Never. Its effects do diminish over time, so at some point the effect of the transient isn't relevant anymore. For example, if the circuit settled to within 95% of its new value is good enough to consider the transient as "ended", then it takes 3 time constants. If it needs to settle to 99% of its final level, then you have to wait 4.6 time constants. For 99.9%, it's 6.9 time constants.

For this circuit the time constant or "Tau" is 80 micro Farads

No! The time constant has units of time. Note that you multiplied Farads and Ohms to get it. Since Ohms are not dimensionless, it should be obvious that the resulting product can't be in units of Farads.

or 80∗10−6

Again, No, the time constant is not dimensionless either. Also, it seems you meant to say 10^-6 in place of "10-6".

Answer 2

Welcome to StackExchange, @Calculon, and it's a good first post as you have shown all the details and your work. The exam question is poorly worded.

Usual 'rule of thumb' values for RC time constants is that at \$\tau\$ voltage will have changed to 63% of difference between initial and final value (0 to 10 V in your question), at \$3\tau\$ it will be 95% and at \$5\tau\$ it will be 99%.

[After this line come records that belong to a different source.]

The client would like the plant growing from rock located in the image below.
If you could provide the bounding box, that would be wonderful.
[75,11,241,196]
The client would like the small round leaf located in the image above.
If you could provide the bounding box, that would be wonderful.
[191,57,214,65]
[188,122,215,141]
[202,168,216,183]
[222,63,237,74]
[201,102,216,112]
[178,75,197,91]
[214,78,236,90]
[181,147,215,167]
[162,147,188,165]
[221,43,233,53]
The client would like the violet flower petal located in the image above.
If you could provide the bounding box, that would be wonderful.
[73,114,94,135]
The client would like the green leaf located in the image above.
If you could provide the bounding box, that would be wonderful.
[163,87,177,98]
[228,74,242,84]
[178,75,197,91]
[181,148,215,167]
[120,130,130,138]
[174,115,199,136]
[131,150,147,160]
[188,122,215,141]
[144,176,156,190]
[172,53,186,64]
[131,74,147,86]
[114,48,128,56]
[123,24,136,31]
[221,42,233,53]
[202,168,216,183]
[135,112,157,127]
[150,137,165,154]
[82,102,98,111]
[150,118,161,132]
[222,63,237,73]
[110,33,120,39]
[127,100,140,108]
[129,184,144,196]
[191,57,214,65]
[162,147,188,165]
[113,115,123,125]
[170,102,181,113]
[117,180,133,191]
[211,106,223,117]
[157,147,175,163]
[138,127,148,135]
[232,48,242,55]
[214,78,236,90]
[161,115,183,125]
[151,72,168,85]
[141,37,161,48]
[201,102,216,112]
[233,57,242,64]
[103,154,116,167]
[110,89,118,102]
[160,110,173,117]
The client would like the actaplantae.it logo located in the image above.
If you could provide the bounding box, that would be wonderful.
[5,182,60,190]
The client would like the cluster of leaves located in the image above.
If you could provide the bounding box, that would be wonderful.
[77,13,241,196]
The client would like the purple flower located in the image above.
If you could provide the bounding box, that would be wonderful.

If faced with the exam problem I would explain it like that, point out that I don't understand the question but am going to assume that the question means, for example, \$3\tau\$ and work from there.

Answer 3

One answer is that the transient never ends, an exponential response goes on until infinity.

That's fine in mathematical theory, but in engineering practice, you can argue for definite end points. The response goes on until there are no significant changes, where 'significant' is defined by the user of the system.

In a capacitor charging question, the end point may be arbitrarily set at 99%, or 95%.

In a signal measurement question, settled to within the inherent noise of the circuit would be a pretty bomb-proof assumption.

Five RC (<1% error) is a very common figure that comes up, when nobody can be bothered to think carefully about how relevant the end point error is.